This post is about riding motorcycles.
You can feel the raindrops breaking against you despite the leather jacket. Each one stings but doesn’t hurt. It feels good. Your hands are wet despite the gloves, which you wonder about until you remember that you’re wearing the gloves with perforations in them because it’s summer. You know, to keep your hands cool. The soaked leather of your gloves feels good too.
Your focus is on the road in front of you. The oily puddles of rainwater and various coolant, oil, and other sundry liquids make you alert but not nervous. There’s a sense of daring as you ride around some and through others. Any one of them could be too much and then you’ll be on the side of the road, hopefully alive and unhurt, but no guarantees.
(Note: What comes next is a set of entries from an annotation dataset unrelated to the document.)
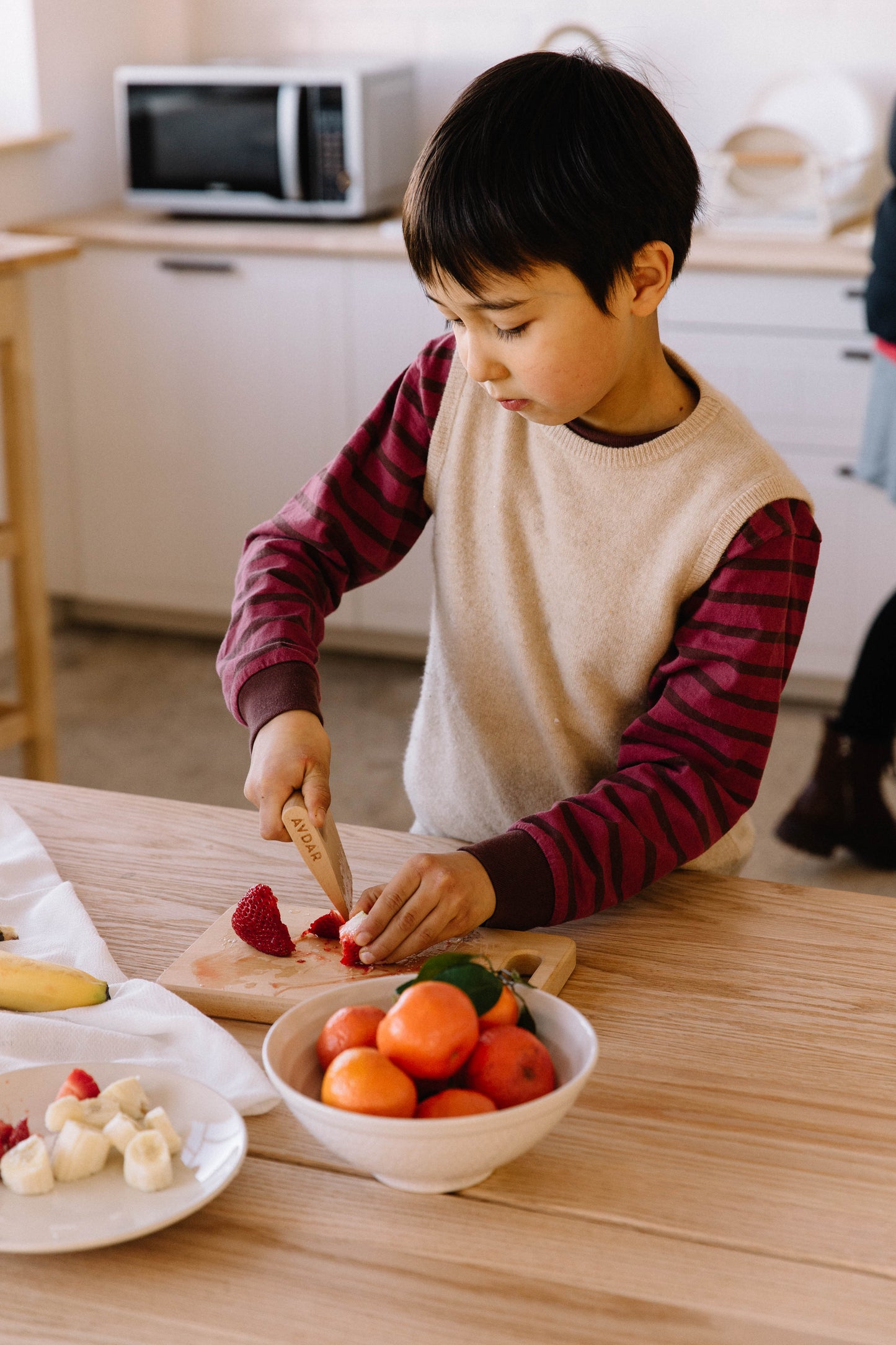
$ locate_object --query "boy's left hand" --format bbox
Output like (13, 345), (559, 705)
(352, 850), (494, 963)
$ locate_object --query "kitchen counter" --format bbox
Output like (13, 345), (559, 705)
(0, 779), (896, 1345)
(17, 206), (871, 277)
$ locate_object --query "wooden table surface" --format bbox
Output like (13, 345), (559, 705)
(0, 780), (896, 1345)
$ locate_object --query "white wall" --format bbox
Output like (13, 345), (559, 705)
(0, 0), (188, 227)
(188, 0), (896, 158)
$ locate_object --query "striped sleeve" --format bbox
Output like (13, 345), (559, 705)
(218, 335), (454, 738)
(466, 500), (821, 929)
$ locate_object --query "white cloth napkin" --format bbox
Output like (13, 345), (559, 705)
(0, 803), (278, 1116)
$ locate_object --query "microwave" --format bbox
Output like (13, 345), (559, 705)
(114, 59), (417, 219)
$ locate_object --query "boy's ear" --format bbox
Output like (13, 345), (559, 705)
(629, 242), (675, 318)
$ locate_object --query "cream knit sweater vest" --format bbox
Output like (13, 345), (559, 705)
(404, 352), (812, 872)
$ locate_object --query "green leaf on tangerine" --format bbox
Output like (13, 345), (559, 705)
(434, 962), (503, 1014)
(417, 952), (473, 980)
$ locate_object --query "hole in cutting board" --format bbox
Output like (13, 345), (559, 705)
(502, 951), (543, 980)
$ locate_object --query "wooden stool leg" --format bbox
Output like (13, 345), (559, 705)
(0, 275), (56, 780)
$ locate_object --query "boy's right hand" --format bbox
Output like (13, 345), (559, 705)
(243, 710), (330, 841)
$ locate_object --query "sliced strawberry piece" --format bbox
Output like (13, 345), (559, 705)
(302, 911), (345, 939)
(56, 1070), (99, 1102)
(231, 882), (296, 958)
(7, 1116), (31, 1148)
(339, 911), (366, 967)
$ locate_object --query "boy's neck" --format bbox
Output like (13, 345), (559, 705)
(579, 313), (699, 434)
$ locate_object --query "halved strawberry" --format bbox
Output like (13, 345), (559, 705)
(229, 882), (296, 958)
(302, 911), (345, 939)
(56, 1070), (99, 1102)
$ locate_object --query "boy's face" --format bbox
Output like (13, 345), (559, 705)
(426, 243), (672, 425)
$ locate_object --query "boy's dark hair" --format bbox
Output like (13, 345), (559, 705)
(404, 51), (700, 313)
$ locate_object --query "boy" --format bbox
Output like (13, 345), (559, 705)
(219, 53), (820, 962)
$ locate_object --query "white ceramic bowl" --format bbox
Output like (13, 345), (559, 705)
(264, 975), (598, 1192)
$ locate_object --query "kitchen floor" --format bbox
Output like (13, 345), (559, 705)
(0, 627), (896, 897)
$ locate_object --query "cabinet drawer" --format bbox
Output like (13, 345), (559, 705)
(660, 267), (866, 334)
(789, 455), (896, 678)
(662, 323), (872, 455)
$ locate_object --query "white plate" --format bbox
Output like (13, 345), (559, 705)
(0, 1061), (247, 1252)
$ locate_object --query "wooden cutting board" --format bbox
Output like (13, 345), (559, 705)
(159, 903), (575, 1022)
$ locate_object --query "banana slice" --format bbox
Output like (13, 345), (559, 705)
(74, 1094), (121, 1130)
(99, 1076), (149, 1120)
(102, 1111), (140, 1154)
(125, 1130), (175, 1191)
(43, 1095), (82, 1134)
(144, 1107), (184, 1154)
(52, 1120), (112, 1181)
(0, 1135), (52, 1195)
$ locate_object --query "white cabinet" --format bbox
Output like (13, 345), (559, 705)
(660, 269), (896, 678)
(61, 249), (349, 614)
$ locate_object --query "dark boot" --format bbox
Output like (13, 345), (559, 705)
(775, 721), (896, 869)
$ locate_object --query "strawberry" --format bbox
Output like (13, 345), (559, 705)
(56, 1070), (99, 1102)
(231, 882), (296, 958)
(0, 1116), (28, 1158)
(302, 911), (345, 939)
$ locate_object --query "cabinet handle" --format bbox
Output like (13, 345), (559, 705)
(159, 257), (236, 275)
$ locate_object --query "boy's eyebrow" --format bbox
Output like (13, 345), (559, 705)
(423, 289), (532, 312)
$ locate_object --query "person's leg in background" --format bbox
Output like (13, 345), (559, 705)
(775, 593), (896, 869)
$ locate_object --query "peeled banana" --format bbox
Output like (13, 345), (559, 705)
(144, 1107), (184, 1154)
(99, 1076), (149, 1120)
(0, 952), (109, 1013)
(0, 1135), (52, 1195)
(125, 1130), (175, 1191)
(51, 1120), (112, 1181)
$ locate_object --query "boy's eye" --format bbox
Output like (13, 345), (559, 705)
(494, 323), (530, 341)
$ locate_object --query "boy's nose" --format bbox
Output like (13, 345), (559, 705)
(458, 336), (508, 383)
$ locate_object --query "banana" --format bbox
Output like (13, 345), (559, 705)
(0, 952), (109, 1013)
(75, 1094), (121, 1130)
(125, 1130), (175, 1191)
(52, 1120), (112, 1181)
(43, 1094), (83, 1134)
(102, 1111), (140, 1154)
(99, 1078), (149, 1120)
(0, 1135), (52, 1195)
(144, 1107), (184, 1154)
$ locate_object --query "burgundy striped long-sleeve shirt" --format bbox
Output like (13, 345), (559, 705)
(219, 336), (821, 928)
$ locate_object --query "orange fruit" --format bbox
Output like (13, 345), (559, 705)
(376, 980), (479, 1079)
(463, 1024), (556, 1108)
(414, 1088), (497, 1120)
(321, 1047), (417, 1116)
(479, 986), (520, 1027)
(317, 1004), (386, 1070)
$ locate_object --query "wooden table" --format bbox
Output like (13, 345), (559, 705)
(0, 780), (896, 1345)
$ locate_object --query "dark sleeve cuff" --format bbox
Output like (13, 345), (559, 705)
(236, 662), (324, 748)
(461, 830), (554, 929)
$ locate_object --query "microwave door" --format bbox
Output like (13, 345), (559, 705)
(277, 85), (302, 200)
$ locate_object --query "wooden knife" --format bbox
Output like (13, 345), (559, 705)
(281, 792), (352, 920)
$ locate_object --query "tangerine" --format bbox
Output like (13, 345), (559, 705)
(414, 1088), (497, 1120)
(321, 1047), (417, 1116)
(376, 980), (479, 1079)
(317, 1004), (386, 1070)
(463, 1024), (556, 1108)
(479, 986), (520, 1027)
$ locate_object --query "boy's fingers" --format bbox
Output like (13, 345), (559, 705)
(258, 790), (293, 841)
(303, 762), (330, 827)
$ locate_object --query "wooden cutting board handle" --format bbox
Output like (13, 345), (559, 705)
(281, 792), (352, 920)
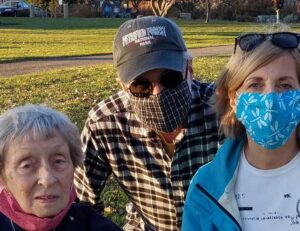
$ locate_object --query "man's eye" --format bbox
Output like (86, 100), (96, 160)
(248, 83), (262, 89)
(280, 83), (294, 90)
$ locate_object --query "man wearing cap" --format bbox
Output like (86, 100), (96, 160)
(75, 16), (218, 231)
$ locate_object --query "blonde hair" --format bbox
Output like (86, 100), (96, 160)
(215, 41), (300, 138)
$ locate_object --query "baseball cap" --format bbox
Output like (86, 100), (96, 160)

Even though you’ve ridden faster before, this is where you feel the edge most keenly. It’s a good feeling. The thrill of pushing right up to that precipice is a good one.
The crack of thunder is louder than your engine. You know it’s not safe to do this, it’s not recommended, but the idea of not doing it seems even worse.
It feels as though this moment was made for you. All of the choices of your life have led up to this time, this place, this road, this storm. You’re riding on the edge of the storm like a surfer riding the crest of a wave.
The sound and the rain and the engine and the road are your entire world at this moment. There is nothing else to think about. Nothing else matters right now. Later, it will, but not right now.
You don’t do this because you believe a lie about invulnerability. You don’t do this because of some fascination with death. No, this is all about life; this is about holding your life in your hands and savoring it and experiencing it with the full realization that it is a fleeting and precious thing. It slips by even faster than the road beneath you, even faster than the rain around you.
You ride the edge of the storm because you are alive and glad of it and when the lightning arcs across the sky in front of you, so brightly that it’s like a newborn sun even through your darkened visor, you don’t feel fear. You feel good. You feel alive and quick and full of promise.
You realize that this moment, this summer storm out on a desert road is a rare moment and you realize that there are too few moments like these and that they are rare and special things.
This one is yours; yours, and no one else’s.